Rethinking Realistic Worldmaking

How does literature relate to the world we live in, and how does it deal with the realities we acknowledge? Realism is one of the most complex concepts of literary criticism. It has been understood in various ways from a historically defined period to a transhistorical style of mimesis and to a discursive practice conducive to the plausible representation of reality in fiction.

The project Rethinking Realistic Worldmaking introduces a new approach to the study of realism. By emphasising cognitive and affective aspects of literary worldmaking, we explore how realistic literature creates its peculiar reality effects, presents human experience in fiction and shapes our world by building up reality-like fictional worlds that affect readers cognitively, ethically and emotionally. What kind of genres, intertexts, themes, philosophical ideas and rhetorical structures of literary works shape the fictional worlds of realism? What kind of cognitive and cultural frames pertaining to these areas are essential to the production and reception of realist works?
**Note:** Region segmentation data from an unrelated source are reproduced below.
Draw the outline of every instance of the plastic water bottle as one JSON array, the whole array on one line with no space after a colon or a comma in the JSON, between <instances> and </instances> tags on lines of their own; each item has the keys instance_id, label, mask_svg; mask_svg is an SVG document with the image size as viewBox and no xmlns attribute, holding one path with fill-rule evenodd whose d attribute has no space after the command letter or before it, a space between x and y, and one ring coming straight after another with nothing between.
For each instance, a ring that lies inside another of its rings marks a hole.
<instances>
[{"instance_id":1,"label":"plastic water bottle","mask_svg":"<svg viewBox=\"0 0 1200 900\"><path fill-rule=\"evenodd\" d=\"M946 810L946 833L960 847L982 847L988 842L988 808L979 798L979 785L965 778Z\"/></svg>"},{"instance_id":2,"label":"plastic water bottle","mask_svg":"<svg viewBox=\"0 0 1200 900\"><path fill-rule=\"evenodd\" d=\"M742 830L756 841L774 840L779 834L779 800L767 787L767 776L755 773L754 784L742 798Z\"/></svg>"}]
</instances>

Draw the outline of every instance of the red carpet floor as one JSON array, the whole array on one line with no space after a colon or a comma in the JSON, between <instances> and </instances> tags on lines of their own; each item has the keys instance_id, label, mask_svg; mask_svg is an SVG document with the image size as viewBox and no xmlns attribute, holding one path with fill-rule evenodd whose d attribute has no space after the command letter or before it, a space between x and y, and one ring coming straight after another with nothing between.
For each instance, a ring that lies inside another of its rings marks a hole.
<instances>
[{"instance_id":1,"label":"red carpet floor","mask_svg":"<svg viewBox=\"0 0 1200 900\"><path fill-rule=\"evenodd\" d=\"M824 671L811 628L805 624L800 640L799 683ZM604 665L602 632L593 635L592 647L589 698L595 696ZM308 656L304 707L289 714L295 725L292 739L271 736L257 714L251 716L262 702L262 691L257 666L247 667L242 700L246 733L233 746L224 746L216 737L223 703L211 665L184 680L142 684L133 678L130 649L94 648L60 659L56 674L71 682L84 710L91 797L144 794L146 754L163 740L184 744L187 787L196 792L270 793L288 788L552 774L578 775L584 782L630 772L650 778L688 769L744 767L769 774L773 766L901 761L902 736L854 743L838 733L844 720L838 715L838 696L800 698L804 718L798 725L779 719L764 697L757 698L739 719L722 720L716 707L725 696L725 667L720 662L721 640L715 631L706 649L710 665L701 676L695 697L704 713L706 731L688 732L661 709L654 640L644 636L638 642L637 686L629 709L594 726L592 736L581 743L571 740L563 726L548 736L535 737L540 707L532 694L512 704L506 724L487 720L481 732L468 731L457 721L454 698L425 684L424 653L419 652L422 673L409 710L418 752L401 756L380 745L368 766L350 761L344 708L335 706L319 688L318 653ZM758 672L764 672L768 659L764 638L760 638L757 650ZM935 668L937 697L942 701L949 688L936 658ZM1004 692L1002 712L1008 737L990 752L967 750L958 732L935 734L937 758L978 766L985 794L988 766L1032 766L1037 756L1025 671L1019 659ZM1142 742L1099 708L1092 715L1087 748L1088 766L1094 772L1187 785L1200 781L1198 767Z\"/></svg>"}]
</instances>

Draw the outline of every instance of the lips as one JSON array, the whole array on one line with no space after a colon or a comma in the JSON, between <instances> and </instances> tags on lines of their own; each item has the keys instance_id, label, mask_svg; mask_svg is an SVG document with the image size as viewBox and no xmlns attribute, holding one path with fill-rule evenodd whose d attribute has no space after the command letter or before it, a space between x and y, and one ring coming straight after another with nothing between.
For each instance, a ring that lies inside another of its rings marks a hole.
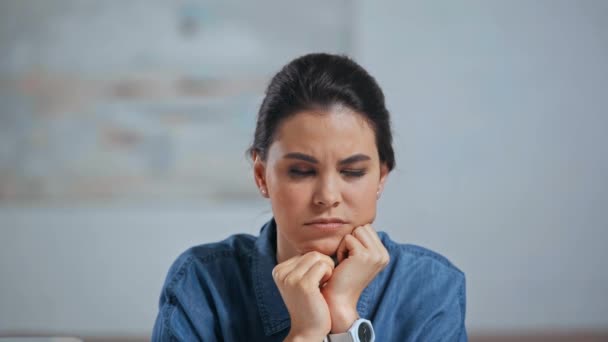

How can the question of realism be understood vis-à-vis the modes departing from the constraints of realistic worlds, such as fantasy and allegory?

The theoretical approach is tested by case studies of Finnish realistic literature with an emphasis on its interworld connections with French, English and Scandinavian realism.

Rethinking Realistic Worldmaking a three-year research project (2013–2015) funded by the University of Helsinki.